A atualização constante através da participação em cursos, congressos, o acesso a artigos recentes publicados permite que tenhamos condições de oferecer essa informação de forma correta, simplificada, baseada em evidências aos nossos pacientes. E dessa forma, essas dúvidas de nossos pacientes passam a ser vistas mais como um estímulo ao aperfeiçoamento à educação continuada do que como um questionamento sobre a correção do diagnóstico.
Possivelmente, a grande maioria dos médicos já teve seus diagnósticos e condutas pelo menos questionados por conta das informações da web.
Costumo dizer que atualmente o Dr. Google tem sido um de nossos maiores “concorrentes” com alguns agravantes:
- Ele não tem consultório, telefone de contato e não responde e-mails;
- Ele não atende aos pacientes e nem os examina;
- Suas informações não têm limites éticos, não são claras e permitem, em grande parte das vezes, que cada um tire suas conclusões sem um embasamento científico adequado.

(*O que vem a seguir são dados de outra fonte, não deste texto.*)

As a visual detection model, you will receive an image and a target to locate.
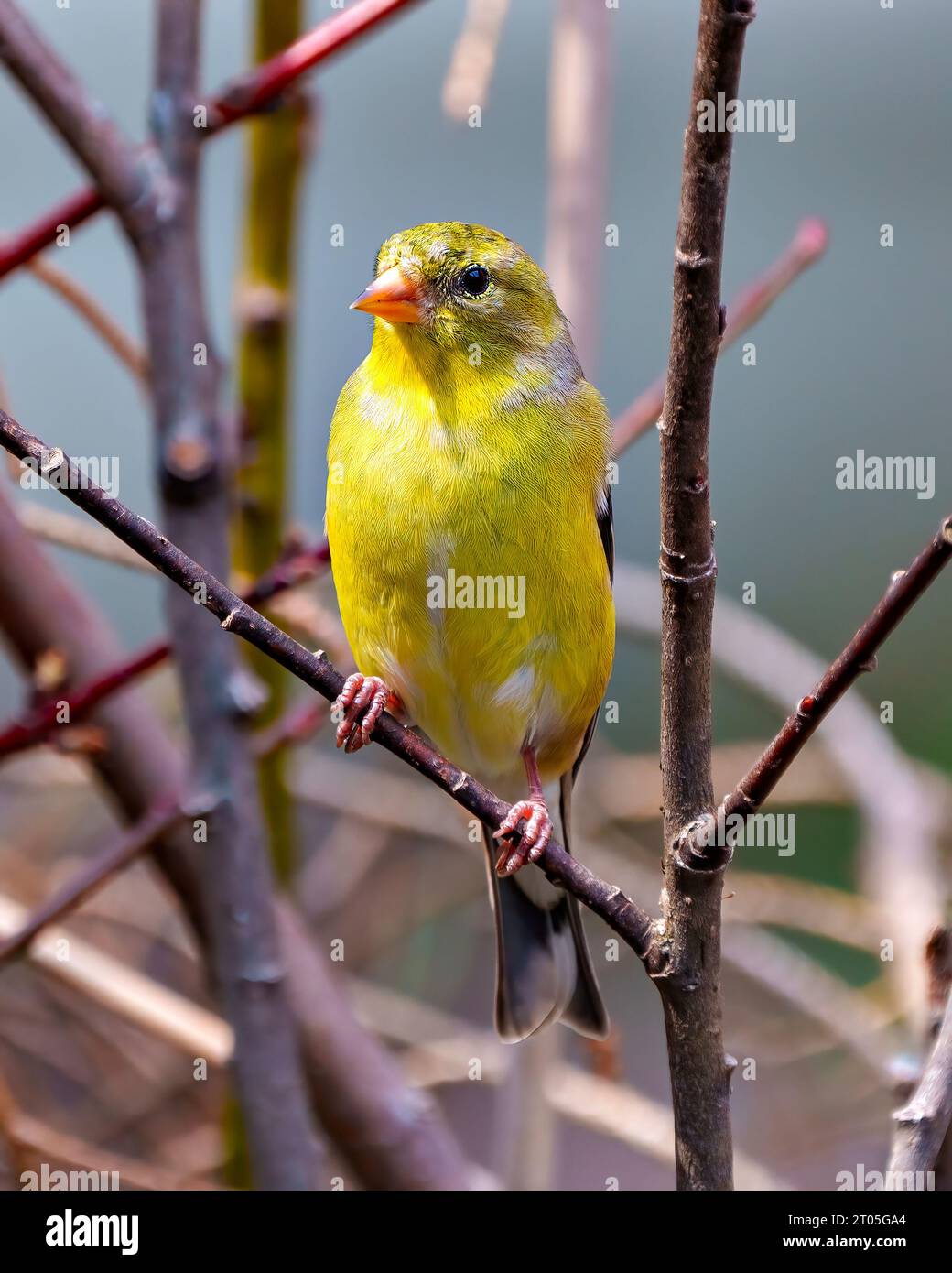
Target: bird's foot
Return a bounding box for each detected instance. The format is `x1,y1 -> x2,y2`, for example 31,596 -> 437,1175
493,799 -> 552,878
330,672 -> 400,751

Vejo a divulgação, mesmo através do Dr. Google, como um benefício à população, desde que não se tome nenhuma atitude intempestiva baseada apenas nessas informações.
O Dr. Google, entre outras fontes não oficiais de informação, nos permite como médicos a possibilidade de esclarecimento do paciente nos assuntos mais comuns do dia-a-dia da saúde.
Outra consequência é a necessidade de uma atualização mais constante dos médicos para que haja um maior embasamento para esclarecimentos nessas situações.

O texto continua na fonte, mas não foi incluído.